Is there more to Finance than just spending restraint? Federal Labor’s shadow finance spokesperson Dr Jim Chalmers proposed a few ideas in an address to the Crawford School of Public Policy last week, including a more sophisticated approach to co-investment as a guiding principle.
Chalmers outlines Labor’s plan in five parts:
- New fiscal rules which ensure budget decisions are formally based on the values that guide us, and “doesn’t ask the most vulnerable Australians to carry the heaviest burden.”
- Improve transparency of budget decisions, enhancing scrutiny around the 10-year impact of policy decisions, re-introducing cameos to better understand the distributional impacts of key policies, and greater use of data in decision-making and assessment.

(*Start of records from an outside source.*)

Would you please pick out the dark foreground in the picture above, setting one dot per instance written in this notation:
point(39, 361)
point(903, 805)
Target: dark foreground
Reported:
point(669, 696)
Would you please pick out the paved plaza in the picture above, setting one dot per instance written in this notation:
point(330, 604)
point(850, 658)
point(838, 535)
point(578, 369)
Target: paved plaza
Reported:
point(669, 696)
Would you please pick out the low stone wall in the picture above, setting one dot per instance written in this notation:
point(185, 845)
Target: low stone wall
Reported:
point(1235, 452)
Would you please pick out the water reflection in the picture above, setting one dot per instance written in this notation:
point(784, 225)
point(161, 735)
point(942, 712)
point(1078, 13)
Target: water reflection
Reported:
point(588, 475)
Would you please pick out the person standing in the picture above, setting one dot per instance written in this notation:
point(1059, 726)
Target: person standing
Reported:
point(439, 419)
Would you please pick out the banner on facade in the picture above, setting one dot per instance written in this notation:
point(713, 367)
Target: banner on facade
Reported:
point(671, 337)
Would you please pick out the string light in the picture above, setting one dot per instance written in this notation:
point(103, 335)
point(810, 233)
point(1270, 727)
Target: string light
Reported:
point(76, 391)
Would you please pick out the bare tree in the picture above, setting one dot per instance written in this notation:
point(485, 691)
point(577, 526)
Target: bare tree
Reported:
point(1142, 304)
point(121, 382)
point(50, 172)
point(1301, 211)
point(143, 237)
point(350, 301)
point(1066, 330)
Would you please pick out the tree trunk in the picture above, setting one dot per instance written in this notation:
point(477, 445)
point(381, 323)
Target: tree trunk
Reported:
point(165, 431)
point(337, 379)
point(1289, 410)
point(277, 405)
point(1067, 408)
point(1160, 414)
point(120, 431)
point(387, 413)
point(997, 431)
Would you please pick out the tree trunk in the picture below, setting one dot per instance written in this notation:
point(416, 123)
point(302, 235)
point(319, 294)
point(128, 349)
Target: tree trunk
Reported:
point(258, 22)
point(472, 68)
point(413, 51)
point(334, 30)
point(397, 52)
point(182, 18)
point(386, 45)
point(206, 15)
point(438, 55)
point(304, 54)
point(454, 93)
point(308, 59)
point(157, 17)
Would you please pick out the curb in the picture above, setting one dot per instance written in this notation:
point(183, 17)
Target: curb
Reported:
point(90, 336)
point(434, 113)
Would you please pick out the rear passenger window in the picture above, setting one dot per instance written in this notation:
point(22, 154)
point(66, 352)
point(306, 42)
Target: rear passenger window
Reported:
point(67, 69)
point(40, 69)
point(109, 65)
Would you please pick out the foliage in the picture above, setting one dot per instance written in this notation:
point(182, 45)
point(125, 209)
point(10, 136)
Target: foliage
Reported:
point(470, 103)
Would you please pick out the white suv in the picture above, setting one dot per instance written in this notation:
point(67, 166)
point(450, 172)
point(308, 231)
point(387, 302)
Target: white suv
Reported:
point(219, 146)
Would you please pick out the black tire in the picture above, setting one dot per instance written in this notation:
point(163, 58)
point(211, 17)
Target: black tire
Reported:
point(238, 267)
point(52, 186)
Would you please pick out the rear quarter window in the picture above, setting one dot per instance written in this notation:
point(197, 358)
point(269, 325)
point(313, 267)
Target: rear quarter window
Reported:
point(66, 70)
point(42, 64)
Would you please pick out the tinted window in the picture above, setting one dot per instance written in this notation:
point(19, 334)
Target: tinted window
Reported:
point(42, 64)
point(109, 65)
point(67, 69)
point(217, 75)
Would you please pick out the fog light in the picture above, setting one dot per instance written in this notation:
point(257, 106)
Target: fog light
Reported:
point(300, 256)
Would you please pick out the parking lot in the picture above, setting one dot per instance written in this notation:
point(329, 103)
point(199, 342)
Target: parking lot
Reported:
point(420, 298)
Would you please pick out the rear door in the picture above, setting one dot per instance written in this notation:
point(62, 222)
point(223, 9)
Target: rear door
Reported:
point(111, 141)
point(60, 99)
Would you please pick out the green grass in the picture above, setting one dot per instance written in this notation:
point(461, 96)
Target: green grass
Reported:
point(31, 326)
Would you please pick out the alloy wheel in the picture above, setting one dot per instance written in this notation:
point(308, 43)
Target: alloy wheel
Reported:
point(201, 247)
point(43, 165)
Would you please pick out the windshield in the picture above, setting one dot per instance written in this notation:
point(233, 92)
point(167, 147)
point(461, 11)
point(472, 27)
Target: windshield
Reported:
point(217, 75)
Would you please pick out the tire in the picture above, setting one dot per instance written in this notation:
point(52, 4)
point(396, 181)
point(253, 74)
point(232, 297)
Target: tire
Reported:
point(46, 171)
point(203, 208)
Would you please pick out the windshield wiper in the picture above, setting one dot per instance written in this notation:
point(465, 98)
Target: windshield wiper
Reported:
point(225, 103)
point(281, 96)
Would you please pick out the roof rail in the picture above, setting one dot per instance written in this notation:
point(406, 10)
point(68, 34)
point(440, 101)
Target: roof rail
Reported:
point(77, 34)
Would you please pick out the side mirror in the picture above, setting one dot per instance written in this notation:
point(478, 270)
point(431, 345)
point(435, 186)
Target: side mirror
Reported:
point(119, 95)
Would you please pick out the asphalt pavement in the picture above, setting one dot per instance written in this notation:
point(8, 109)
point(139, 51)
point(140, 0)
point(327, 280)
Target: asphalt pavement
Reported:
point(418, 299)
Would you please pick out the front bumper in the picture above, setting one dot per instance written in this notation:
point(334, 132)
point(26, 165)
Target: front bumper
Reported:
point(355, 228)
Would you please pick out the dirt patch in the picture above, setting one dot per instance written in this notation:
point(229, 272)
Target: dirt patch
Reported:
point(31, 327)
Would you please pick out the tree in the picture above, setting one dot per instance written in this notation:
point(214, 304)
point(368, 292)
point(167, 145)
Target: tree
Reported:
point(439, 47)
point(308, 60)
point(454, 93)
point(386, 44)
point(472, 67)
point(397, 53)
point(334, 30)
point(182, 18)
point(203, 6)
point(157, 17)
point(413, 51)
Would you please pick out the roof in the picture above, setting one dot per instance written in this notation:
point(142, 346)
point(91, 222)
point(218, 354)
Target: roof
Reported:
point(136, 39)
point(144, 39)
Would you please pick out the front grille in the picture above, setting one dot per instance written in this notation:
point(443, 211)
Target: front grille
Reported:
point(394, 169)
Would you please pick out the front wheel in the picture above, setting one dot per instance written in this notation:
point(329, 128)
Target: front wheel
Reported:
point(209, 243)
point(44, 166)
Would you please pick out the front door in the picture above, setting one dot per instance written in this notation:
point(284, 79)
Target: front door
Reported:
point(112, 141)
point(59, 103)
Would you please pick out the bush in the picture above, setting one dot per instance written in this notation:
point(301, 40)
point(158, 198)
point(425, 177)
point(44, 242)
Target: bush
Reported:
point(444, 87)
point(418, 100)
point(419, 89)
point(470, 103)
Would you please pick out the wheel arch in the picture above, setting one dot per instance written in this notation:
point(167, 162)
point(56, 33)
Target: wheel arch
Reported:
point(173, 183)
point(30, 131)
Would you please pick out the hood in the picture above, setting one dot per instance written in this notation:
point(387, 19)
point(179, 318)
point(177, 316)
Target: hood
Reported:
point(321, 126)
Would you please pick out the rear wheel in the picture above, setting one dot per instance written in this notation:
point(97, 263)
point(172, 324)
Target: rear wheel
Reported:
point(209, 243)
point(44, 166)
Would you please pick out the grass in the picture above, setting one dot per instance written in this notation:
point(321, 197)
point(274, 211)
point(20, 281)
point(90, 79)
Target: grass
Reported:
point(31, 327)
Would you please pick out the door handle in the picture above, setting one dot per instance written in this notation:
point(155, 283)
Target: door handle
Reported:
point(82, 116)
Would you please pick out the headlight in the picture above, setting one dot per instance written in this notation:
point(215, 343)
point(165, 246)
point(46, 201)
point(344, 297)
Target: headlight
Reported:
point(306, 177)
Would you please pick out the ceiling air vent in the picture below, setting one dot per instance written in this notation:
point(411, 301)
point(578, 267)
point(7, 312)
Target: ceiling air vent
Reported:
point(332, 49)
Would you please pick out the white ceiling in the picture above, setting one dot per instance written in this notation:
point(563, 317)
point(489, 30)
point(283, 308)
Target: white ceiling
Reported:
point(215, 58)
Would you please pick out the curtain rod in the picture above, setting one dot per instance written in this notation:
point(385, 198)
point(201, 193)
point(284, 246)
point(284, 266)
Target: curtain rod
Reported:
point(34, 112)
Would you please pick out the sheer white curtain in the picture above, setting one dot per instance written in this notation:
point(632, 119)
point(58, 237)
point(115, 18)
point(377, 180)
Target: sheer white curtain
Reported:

- Public service reform: removing arbitrary caps on staffing levels and over-reliance on contractors and consultants, reviewing IT duplication and travel overspend in an age of video conferencing. Also looking at the supply side: “We need ministers and a Cabinet who actively seek policy advice from the public service, encouraging investment in policy capacity and rebuilding skills wasted by years of cuts and top-down policy diktats.”
- Review procurement rules, including around SME and local business involvement in large projects.
- Re-write the rules for Government Business Enterprises to make them more transparent. “We saw what happened when Australia Post salaries were first hidden, then botched in their release, and we are determined not to let that happen again.”